News of a reporter being physically assaulted by a political candidate in Montana on Wednesday was disconcerting for a number of reasons, but two in particular stand out.
The first is the growing antipathy displayed by politicians toward journalists.
Politicians disliking journalists is certainly not a new phenomenon. One main purpose of journalism, after all, is to keep a close watch on politicians to make sure they are fulfilling their obligations and not taking advantage of their station.
However, the First Amendment guarantees the rights of the press, and those rights have generally been respected — more or less, anyway — in this country.
Wednesday’s alleged attack is another example of that attitude shifting. President Donald Trump has made no secret of his disdain for journalists, going so far as calling the media “the enemy of the American people.”

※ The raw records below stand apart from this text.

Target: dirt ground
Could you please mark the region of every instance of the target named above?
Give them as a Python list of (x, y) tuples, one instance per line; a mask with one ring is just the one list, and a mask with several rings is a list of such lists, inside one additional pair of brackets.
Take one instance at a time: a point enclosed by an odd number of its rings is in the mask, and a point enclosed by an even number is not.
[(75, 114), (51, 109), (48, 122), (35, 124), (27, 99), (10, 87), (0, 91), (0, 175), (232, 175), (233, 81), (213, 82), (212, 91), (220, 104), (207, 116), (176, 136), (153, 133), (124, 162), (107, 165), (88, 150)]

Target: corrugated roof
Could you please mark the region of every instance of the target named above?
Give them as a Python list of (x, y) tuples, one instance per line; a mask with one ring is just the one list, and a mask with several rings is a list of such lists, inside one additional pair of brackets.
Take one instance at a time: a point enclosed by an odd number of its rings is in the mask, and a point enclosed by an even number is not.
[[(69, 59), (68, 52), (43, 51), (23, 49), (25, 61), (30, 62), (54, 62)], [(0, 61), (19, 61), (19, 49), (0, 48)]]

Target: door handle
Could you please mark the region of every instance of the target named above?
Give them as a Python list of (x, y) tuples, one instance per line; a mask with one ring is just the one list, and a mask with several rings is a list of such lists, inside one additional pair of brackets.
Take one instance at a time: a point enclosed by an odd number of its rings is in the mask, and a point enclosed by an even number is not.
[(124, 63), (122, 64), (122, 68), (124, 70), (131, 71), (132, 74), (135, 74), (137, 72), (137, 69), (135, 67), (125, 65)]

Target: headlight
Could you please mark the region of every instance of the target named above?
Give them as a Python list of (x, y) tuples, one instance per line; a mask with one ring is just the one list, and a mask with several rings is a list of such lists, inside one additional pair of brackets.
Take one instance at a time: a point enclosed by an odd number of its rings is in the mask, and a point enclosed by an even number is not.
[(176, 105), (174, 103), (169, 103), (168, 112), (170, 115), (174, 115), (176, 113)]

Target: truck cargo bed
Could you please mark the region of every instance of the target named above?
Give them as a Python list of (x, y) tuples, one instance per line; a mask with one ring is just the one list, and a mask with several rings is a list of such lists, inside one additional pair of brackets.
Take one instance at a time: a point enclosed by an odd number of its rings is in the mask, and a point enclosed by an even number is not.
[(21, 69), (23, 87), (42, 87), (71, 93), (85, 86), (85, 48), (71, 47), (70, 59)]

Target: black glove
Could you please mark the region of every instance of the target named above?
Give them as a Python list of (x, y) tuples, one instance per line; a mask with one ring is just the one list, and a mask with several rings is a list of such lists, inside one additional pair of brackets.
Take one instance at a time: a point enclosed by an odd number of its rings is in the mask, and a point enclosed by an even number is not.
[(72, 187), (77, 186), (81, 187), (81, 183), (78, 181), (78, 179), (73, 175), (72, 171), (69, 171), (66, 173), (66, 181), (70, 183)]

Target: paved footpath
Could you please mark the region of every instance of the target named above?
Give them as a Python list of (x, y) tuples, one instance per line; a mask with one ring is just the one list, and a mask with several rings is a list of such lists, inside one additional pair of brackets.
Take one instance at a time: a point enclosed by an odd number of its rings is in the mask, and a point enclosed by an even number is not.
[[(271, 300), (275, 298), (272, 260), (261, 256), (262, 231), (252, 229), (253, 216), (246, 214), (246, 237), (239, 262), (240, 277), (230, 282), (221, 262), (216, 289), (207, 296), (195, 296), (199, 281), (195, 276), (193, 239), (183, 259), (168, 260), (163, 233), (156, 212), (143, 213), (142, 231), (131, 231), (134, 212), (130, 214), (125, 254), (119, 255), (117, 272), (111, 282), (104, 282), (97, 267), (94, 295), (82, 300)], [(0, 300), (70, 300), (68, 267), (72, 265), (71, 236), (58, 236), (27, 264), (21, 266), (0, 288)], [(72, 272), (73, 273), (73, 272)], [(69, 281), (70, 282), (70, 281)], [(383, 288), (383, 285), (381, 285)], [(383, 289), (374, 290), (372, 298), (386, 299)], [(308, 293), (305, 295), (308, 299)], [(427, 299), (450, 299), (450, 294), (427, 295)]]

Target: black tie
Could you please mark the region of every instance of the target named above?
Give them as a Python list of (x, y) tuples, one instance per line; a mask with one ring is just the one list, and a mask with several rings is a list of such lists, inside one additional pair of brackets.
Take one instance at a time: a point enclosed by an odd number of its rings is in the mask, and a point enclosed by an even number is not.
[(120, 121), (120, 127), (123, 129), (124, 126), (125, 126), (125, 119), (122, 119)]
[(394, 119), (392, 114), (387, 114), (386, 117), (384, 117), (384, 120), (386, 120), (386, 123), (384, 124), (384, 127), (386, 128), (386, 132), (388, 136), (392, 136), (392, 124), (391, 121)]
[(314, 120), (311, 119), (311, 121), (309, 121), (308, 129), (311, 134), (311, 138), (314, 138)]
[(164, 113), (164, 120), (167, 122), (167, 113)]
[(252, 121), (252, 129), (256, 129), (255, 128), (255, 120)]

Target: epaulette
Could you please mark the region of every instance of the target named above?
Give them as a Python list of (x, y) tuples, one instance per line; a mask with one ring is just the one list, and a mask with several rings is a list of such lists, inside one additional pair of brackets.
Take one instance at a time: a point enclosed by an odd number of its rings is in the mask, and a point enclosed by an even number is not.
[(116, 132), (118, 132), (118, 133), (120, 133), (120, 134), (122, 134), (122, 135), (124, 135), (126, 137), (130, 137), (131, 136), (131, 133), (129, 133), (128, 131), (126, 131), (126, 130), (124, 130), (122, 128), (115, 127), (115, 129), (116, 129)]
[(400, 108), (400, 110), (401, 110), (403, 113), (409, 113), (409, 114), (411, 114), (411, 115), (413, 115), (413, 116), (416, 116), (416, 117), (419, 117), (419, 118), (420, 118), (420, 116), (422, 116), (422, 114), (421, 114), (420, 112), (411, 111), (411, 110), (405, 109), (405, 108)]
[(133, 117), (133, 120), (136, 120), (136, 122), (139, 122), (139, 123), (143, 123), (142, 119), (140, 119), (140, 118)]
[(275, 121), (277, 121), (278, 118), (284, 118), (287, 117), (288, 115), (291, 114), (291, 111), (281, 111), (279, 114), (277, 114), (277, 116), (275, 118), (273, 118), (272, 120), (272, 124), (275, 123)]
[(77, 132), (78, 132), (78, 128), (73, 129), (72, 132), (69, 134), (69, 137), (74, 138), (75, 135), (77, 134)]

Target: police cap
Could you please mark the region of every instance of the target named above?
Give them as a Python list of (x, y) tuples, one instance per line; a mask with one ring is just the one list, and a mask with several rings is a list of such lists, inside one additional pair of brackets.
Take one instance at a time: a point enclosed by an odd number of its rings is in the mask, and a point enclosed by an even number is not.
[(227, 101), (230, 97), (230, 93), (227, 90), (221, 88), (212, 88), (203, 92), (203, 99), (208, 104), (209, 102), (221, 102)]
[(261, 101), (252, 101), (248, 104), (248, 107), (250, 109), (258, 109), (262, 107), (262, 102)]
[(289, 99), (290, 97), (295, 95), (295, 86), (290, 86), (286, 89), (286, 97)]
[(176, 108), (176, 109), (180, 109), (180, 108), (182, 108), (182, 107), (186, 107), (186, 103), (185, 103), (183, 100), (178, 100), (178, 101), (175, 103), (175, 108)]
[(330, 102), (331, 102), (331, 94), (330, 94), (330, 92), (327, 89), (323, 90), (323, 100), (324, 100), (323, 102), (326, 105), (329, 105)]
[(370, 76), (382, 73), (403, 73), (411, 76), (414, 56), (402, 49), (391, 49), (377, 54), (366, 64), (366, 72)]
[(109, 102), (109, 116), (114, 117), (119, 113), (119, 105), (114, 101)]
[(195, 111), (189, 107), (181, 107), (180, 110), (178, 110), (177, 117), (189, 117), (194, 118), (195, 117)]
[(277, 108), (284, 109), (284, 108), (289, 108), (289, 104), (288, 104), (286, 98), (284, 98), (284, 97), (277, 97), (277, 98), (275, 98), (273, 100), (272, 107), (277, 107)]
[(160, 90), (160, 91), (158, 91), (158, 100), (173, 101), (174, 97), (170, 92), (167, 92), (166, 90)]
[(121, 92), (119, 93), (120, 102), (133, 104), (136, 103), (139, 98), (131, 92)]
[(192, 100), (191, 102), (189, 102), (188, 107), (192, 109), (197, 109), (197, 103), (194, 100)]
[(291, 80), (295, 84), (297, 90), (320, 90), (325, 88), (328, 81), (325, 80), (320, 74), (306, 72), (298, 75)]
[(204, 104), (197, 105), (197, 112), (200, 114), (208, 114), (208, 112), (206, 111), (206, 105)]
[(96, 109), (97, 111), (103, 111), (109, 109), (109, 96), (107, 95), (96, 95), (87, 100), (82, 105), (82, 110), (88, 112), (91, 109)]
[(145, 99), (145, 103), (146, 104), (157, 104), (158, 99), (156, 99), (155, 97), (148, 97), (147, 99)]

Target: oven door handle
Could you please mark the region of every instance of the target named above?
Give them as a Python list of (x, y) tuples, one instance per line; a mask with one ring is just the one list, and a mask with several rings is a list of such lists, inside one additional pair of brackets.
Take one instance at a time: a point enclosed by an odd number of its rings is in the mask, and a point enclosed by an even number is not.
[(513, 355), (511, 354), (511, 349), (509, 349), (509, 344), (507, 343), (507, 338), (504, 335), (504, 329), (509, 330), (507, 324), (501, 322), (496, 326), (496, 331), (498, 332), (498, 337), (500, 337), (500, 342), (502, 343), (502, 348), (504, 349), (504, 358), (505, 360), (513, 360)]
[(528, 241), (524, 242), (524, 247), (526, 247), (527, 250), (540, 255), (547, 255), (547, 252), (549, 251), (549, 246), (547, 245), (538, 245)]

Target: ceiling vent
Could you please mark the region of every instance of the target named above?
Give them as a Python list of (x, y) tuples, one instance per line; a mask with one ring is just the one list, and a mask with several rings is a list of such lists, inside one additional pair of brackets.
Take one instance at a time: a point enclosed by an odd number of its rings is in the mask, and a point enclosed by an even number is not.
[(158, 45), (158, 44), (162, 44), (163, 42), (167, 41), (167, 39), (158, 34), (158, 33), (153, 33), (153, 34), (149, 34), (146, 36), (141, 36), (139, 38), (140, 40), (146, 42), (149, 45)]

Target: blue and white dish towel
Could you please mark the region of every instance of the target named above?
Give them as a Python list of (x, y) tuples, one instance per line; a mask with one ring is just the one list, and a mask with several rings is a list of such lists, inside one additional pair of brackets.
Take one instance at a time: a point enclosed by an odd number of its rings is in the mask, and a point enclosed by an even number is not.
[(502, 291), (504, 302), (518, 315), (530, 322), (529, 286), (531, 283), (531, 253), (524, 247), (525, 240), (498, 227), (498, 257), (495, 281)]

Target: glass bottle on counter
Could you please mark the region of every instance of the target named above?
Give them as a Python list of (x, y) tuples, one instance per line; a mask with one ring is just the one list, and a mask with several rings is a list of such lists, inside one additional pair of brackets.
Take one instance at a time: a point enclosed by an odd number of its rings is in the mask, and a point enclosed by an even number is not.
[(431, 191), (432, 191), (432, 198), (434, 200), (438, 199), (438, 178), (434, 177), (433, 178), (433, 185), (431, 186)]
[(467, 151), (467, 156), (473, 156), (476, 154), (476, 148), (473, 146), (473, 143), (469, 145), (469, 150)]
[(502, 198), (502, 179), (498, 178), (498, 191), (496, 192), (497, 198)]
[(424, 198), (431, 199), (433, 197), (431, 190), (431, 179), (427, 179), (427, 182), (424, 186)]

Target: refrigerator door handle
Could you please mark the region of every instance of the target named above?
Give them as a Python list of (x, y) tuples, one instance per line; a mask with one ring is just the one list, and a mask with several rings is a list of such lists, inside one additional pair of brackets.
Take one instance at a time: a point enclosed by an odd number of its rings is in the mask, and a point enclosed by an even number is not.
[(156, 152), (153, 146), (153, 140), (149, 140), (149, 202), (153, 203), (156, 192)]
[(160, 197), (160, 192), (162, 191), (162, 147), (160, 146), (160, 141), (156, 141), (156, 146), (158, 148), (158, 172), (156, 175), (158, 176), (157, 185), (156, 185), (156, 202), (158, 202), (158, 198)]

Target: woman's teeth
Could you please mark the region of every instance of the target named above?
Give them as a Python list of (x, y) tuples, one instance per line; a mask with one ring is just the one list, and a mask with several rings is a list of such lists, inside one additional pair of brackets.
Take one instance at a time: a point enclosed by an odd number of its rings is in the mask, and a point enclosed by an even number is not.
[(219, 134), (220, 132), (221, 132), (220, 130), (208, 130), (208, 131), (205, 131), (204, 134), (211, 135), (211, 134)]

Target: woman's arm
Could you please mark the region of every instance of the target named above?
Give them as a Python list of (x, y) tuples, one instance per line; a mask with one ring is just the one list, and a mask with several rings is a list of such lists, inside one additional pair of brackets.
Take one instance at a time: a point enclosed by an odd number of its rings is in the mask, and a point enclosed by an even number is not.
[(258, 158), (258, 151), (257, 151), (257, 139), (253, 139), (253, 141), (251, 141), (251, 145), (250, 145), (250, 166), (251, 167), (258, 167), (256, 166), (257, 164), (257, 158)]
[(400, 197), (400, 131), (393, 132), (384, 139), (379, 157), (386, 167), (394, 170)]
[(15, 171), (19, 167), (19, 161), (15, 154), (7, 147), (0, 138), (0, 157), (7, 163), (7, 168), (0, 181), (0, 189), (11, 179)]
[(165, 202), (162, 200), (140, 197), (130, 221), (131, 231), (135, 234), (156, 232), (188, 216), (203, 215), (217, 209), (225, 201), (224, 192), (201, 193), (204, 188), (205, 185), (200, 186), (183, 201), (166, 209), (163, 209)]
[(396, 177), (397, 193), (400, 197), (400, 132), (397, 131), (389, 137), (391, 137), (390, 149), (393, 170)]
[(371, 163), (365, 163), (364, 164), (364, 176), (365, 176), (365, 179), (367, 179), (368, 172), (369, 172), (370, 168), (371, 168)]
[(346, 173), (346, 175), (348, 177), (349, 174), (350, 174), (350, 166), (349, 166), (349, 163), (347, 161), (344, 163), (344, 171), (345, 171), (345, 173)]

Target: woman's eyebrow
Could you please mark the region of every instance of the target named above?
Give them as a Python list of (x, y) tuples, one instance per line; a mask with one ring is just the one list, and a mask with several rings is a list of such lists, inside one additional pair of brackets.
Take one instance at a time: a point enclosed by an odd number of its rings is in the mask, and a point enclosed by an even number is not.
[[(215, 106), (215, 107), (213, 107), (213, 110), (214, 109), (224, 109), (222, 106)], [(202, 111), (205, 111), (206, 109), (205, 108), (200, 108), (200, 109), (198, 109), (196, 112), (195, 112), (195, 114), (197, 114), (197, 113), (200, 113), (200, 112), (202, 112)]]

As with so much of his rhetoric, Trump’s constant criticism of the press is dangerous even if he never acts on his thoughts. By putting the office of the presidency behind such thoughts, he lends confidence to people who might be inclined to act on his words.
GOP Montana congressional candidate Greg Gianforte appears to be just such a person.
There are conflicting reports of what happened Wednesday. A reporter for the Guardian claimed that Gianforte body-slammed him and broke his glasses after he asked a simple policy question about health care. Gianforte’s campaign claimed that the reporter was overly aggressive and initiated the physical contact.
Audio that the reporter recorded and eyewitness accounts from Fox News reporters who were in the room both back up the reporter’s account. Gianforte has been charged with misdemeanor assault.
It’s also worth noting that Gianforte apparently has a history of threatening the media. An editorial in the Helena Independent Record said: “In the past, he has encouraged his supporters to boycott certain newspapers, singled out a reporter in a room to point out that he was outnumbered, and even made a joke out of the notion of choking a news writer.”
The Independent Record was one of three Montana newspapers to quickly rescind its endorsement of Gianforte for the House seat vacated when Trump made Ryan Zinke the Secretary of the Interior.
There is no excuse for a politician to attack a journalist for any reason. If Gianforte can’t answer a simple policy question without becoming violent, he has no business holding public office.
But the second major reason that Wednesday’s assault was so troubling is the segment of the population that thinks it’s OK — or even a good thing.
Many people seem to think that nobody should question politicians whose views align with their own, which is a terrible shame. Even if you agree with every policy position Gianforte holds, you should be disgusted by him resorting to violence.
This case has been of particular interest to me because I happen to share the name of the reporter who was assaulted. Given that I have received some charming social media messages from misguided individuals who think I was involved in this incident, I can only imagine the kinds of vitriol the reporter himself is seeing.
Condoning violence against anyone is despicable, but accepting violence by politicians toward the journalists who are covering them is misguided even beyond the human norms of not wanting to see other people harmed.
The more journalists can uncover about the views and activities of politicians, the better able you are to make sure you really want that person representing you. Sadly, too many people would rather remain ignorant of facts than face a reality that does not comport with their own preconceived notions.
We are lucky to live in a country where journalists have freedom of the press and can question politicians without fear. There are many countries where that is not the case. The Committee to Protect Journalists tracks how many journalists are killed each year, and under what circumstances. In 2016, 79 journalists were killed worldwide. Predictably, the beat with the highest number of journalists killed was war (36). The beat with the second-most deaths? Politics (18).
Regardless of how you feel about the media—and I have been on the receiving end of plenty of barbs about journalists throughout my career—we perform a crucial function in a democratic society. You may think the media is too biased to be trusted, but the alternative—politicians who have no outside checks on what they are doing—should be the much scarier option.